Gaming

Sony doesn’t want you to know that it’s donating $100K for reproductive rights


Insomniac Games, which is part of Sony’s PlayStation Studios, plans to donate $50,000 to the Women’s Reproductive Rights Assistance Project (WRRAP), according to an internal email sent on May 13th by its CEO Ted Price, as reported by The Washington Post. Sony itself plans to match the donation for a total of $100,000, and employees of Insomniac can make donations through Sony’s PlayStation Cares program. Additionally, The Washington Post reports that Sony is working on plans to provide financial assistance to employees who may have to travel to other states to receive abortions and other reproductive care.

There’s a major wrinkle to this news, though. The Washington Post reports that neither Insomniac Games nor Sony plans to publicize its donations, likely to avoid seeming like they’re taking a stance publicly. What’s more, the Post writes that “Insomniac employees have been forbidden from explicitly mentioning Insomniac or Sony should they decide to retweet any announcements the WRRAP might make.”
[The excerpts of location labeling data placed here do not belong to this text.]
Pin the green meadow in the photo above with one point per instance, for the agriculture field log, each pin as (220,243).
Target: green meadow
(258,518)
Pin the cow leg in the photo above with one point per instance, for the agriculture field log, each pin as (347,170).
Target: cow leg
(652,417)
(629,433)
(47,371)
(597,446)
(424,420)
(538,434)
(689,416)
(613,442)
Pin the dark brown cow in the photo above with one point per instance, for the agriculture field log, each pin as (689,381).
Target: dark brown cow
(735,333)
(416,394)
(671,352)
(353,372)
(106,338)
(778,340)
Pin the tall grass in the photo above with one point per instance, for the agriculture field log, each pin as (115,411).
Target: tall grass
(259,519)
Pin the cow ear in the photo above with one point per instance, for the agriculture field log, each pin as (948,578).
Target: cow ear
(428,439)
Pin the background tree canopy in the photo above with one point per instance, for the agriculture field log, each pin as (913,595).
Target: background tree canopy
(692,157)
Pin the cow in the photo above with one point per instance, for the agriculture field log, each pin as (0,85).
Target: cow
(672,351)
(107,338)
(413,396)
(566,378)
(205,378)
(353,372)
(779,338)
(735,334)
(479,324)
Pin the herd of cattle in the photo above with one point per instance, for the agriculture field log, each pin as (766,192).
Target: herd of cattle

These donations come a week after PlayStation CEO Jim Ryan sent an infuriatingly tone-deaf email to staff in response to the recent news that the Roe v. Wade case may be overturned. In the email, which was originally reported on by Bloomberg, he stated that employees should “respect differences of opinion” and then proceeded to talk about his cats’ birthdays and why he enjoys dogs. Understandably, for employees who wanted the company to take a pro-choice stance (as the soon-to-be-Sony-owned Bungie did), this email did the opposite of providing assurance during an especially turbulent time.

While the news of the donation is good, it’s likely that the large amount of red tape being wound around the topic of reproductive rights isn’t sitting well with some employees. Insomniac Games CEO Ted Price wrote in an email to staff that Sony “will not approve ANY statements from any studio on the topic of reproductive rights. We fought hard for this and we did not win.”

When asked what would happen if Insomniac employees choose to tweet about its donation, Price wrote that “There would be material repercussions for us as a wholly owned subsidiary” and that the company would “probably be severely restricted from doing important public-facing work in the future.”